Harrah's Jazz halted construction on the permanent facility at 3 AM the day before Thanksgiving, 1995 and laid off 1,600 construction workers and 2,500 casino employees, and filed for bankruptcy. Later, the project was taken over by Harrah's, who completed (albeit scaled-back with only the first floor in use to this day) and opened in late October 1999 Harrah's New Orleans Casino on the site of Hemmeter's project.

As Harrah's, the casino featured extensive New Orleans, Mardi Gras, and pirate theming with ornate Mardi Gras busts and murals, along with French Quarter facades adorning much of the casino. Additional amenities included a large nightclub, several bars, a theater, and a steakhouse.

Since its opening in 1999 Harrah's has been renting nearby hotel rooms to accommodate its guests, using the nearby 202-room Wyndham Riverfront Hotel and Hilton Riverside to provide accommodations. To avoid leasing rooms, the casino opened its own 27-story hotel tower with 450 rooms across the street from the casino on September 21, 2006, just days ahead of the New Orleans Saints return to the Louisiana Superdome.

Due to a new local ordinance affecting bars and casinos located in Orleans Parish, in 2015 Harrah's New Orleans became 100% smoke free inside the building. To appease its smoking clientele, the casino was allowed to open multiple outdoor "smoking patios" to allow gamblers to play and smoke at the same time.

In July 2020, Eldorado Resorts acquired Caesars Entertainment (the former Harrah's Entertainment), taking over operations of the property. In connection with that acquisition, Vici Properties bought the real estate of Harrah's New Orleans for $790 million and leased it back to Eldorado (newly renamed as Caesars Entertainment).

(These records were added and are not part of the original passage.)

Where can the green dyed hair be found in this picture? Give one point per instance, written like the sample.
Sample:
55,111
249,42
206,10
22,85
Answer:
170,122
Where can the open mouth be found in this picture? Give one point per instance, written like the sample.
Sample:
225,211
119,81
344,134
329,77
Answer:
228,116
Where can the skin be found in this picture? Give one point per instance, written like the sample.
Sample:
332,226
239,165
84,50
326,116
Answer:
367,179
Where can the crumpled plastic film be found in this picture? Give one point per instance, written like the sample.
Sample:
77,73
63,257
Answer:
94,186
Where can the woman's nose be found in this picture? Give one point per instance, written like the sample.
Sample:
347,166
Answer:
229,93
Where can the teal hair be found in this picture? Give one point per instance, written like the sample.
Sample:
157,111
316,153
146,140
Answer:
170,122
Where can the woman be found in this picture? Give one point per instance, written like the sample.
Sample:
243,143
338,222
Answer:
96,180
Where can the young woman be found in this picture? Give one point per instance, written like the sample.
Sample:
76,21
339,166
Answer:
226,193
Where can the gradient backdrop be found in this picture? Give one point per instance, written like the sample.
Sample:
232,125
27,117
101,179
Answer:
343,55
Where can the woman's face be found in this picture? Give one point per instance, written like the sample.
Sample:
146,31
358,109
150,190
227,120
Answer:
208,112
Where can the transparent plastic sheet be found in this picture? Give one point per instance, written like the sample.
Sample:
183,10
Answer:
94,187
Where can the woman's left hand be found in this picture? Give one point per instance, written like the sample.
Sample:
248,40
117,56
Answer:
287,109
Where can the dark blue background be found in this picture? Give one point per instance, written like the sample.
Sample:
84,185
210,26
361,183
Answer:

In 2020, it was announced that the casino would be rebranded as Caesars New Orleans, with the name officially changing in May 2024. Renovations began in late 2021, with the casino's porte-cochère demolished for the construction of a second hotel tower. From 2021 to 2024, phases of the casino were closed and updated to match the Caesars theming and to add new amenities, such as an expanded sportsbook and high-limit room. The conversion to Caesars is expected to be completed by November 1st, 2024, with the opening of the new hotel tower.